Say ‘cheese’

Thursday 2 November

This morning my crew walked into town to catch the market, and Mate was delighted to find it was a ‘proper’ one, with a colourful array of beautifully fresh fruit and vegetables, and a stall offering only fungi, but more types of edible mushrooms than she knew existed. There was also a wide range of fresh and smoked fish and shellfish, breads and bakery goods, cheeses (as well as every vintage of the eponymous Gouda) and a variety of other goods.

After a reviving coffee and samples of excellent local patisserie at a heated pavement café, they wandered through the shopping area to visit St John’s Church, the longest in the Netherlands at 123 metres, and famous for the ‘Gouda Windows’, enormous panels of stained glass dating from the Sixteenth Century.
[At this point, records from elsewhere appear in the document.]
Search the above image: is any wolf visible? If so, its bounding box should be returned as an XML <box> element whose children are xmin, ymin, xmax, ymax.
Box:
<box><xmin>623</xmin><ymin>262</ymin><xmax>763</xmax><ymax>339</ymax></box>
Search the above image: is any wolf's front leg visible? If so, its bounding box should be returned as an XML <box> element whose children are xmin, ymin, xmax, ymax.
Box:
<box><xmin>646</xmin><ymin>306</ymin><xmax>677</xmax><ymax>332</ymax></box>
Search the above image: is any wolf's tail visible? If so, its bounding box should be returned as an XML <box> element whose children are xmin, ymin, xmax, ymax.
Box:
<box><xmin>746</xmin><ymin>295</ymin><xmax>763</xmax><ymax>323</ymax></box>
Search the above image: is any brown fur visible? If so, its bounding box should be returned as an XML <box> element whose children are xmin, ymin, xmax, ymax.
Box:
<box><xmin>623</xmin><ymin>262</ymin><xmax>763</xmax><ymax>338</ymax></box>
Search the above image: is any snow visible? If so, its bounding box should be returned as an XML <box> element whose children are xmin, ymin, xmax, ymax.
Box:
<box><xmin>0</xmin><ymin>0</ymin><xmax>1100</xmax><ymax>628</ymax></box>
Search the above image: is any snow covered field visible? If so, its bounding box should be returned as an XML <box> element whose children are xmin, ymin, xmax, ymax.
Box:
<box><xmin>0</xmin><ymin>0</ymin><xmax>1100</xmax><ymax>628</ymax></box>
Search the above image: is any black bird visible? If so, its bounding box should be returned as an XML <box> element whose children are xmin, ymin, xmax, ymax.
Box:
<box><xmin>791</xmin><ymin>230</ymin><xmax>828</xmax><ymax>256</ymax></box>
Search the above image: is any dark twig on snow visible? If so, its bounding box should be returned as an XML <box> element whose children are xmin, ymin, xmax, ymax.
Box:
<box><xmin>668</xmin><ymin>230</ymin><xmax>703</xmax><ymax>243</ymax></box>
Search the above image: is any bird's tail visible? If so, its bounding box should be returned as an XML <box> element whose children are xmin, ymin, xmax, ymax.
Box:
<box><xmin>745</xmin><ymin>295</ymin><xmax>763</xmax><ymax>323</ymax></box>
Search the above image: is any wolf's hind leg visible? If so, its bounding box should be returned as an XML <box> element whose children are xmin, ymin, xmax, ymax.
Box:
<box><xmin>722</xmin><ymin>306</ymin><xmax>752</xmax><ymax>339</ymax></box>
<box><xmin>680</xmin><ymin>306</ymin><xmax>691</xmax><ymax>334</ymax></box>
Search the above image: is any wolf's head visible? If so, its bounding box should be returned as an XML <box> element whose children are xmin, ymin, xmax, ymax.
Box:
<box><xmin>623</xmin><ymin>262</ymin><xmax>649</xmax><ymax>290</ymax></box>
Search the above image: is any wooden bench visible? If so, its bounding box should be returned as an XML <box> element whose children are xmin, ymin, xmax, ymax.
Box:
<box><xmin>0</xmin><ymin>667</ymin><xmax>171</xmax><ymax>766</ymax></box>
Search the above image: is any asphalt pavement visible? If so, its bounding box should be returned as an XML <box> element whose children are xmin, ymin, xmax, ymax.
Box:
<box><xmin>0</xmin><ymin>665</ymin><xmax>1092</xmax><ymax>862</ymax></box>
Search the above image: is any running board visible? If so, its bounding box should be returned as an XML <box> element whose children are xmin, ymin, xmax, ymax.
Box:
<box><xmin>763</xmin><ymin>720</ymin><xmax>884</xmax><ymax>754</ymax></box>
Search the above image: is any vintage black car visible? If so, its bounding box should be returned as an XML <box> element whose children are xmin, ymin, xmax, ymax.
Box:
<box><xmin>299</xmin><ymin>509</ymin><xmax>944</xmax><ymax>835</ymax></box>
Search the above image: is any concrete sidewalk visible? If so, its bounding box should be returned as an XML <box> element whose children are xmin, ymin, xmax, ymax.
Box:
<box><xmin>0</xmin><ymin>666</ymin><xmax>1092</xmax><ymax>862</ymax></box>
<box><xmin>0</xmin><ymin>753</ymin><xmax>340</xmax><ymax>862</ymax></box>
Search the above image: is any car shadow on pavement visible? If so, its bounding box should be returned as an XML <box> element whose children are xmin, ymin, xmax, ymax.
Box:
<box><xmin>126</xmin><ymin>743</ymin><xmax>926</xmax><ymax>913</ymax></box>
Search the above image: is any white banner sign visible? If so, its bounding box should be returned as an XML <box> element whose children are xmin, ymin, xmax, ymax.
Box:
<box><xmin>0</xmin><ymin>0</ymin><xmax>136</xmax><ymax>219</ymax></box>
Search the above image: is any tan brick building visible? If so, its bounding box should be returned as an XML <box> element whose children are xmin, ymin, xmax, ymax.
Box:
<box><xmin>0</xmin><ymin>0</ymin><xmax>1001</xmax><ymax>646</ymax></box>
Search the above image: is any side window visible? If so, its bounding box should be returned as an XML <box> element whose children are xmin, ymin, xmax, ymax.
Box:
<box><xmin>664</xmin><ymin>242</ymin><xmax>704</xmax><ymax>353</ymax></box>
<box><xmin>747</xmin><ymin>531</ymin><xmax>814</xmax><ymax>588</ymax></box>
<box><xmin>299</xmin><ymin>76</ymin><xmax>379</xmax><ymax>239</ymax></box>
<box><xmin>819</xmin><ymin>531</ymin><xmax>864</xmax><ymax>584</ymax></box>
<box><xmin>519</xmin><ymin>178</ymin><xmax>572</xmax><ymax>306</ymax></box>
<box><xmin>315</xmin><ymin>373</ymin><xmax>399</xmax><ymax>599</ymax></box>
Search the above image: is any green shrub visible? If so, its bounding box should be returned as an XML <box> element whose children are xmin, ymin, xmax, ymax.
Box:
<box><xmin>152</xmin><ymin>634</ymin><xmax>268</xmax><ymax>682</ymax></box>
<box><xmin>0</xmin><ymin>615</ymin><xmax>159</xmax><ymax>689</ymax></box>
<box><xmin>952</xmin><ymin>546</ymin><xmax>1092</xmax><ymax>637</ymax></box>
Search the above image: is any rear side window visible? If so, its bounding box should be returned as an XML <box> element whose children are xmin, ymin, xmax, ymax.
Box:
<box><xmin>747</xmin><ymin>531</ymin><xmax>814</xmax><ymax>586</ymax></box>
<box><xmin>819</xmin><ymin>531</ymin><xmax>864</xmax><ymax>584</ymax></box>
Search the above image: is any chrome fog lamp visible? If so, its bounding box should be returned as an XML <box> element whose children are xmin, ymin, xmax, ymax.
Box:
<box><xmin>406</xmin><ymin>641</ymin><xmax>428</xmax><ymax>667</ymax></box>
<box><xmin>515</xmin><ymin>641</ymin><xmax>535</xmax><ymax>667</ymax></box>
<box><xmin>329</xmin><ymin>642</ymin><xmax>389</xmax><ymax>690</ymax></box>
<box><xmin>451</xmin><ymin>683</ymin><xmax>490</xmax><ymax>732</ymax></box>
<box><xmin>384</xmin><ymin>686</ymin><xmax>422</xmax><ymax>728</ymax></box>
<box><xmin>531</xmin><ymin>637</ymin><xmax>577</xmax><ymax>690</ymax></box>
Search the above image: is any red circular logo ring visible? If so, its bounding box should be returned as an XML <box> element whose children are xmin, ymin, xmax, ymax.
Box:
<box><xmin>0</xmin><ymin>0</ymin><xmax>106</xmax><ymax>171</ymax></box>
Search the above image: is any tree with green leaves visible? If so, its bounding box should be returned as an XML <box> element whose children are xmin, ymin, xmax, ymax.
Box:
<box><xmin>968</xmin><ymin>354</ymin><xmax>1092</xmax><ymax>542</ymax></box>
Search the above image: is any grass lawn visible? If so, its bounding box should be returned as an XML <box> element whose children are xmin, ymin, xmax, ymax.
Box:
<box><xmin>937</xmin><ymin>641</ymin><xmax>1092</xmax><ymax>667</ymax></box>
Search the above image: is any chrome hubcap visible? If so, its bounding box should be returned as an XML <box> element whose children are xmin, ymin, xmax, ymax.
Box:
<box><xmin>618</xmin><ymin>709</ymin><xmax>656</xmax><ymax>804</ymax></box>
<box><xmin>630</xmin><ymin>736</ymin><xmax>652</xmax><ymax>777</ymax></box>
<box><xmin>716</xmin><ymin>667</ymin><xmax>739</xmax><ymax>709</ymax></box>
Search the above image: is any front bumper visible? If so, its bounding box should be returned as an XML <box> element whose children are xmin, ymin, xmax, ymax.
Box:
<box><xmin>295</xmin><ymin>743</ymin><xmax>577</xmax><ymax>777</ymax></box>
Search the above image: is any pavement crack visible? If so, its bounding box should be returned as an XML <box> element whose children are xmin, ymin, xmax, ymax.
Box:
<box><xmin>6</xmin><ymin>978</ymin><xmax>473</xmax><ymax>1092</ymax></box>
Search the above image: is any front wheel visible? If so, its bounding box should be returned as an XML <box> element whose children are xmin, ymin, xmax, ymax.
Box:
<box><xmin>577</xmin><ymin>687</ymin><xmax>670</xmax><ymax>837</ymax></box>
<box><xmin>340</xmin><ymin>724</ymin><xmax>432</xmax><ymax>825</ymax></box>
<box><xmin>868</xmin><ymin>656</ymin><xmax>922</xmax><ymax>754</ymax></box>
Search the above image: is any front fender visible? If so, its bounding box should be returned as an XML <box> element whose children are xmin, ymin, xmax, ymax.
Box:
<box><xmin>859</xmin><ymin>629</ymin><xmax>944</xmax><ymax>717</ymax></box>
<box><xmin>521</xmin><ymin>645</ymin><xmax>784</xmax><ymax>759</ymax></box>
The building was originally dedicated to the Roman Catholic faith, but since the Reformation was donated to the Protestant community and now represents the Dutch Reformist tradition. The organ is stunning, pipes towering to the roof, and the floor is laid with flagstones carved in memory of wealthy and influential parishioners who were buried in the church until 1832.

Walking back home along some of the attractive canal sides in the town centre, they noticed square brass plaques inlaid into the pavement. These are engraved with the names of Jewish people who lived in the houses above the plaques, who were lost to the Holocaust during the German occupation of the Second World War – a simple but powerful memorial.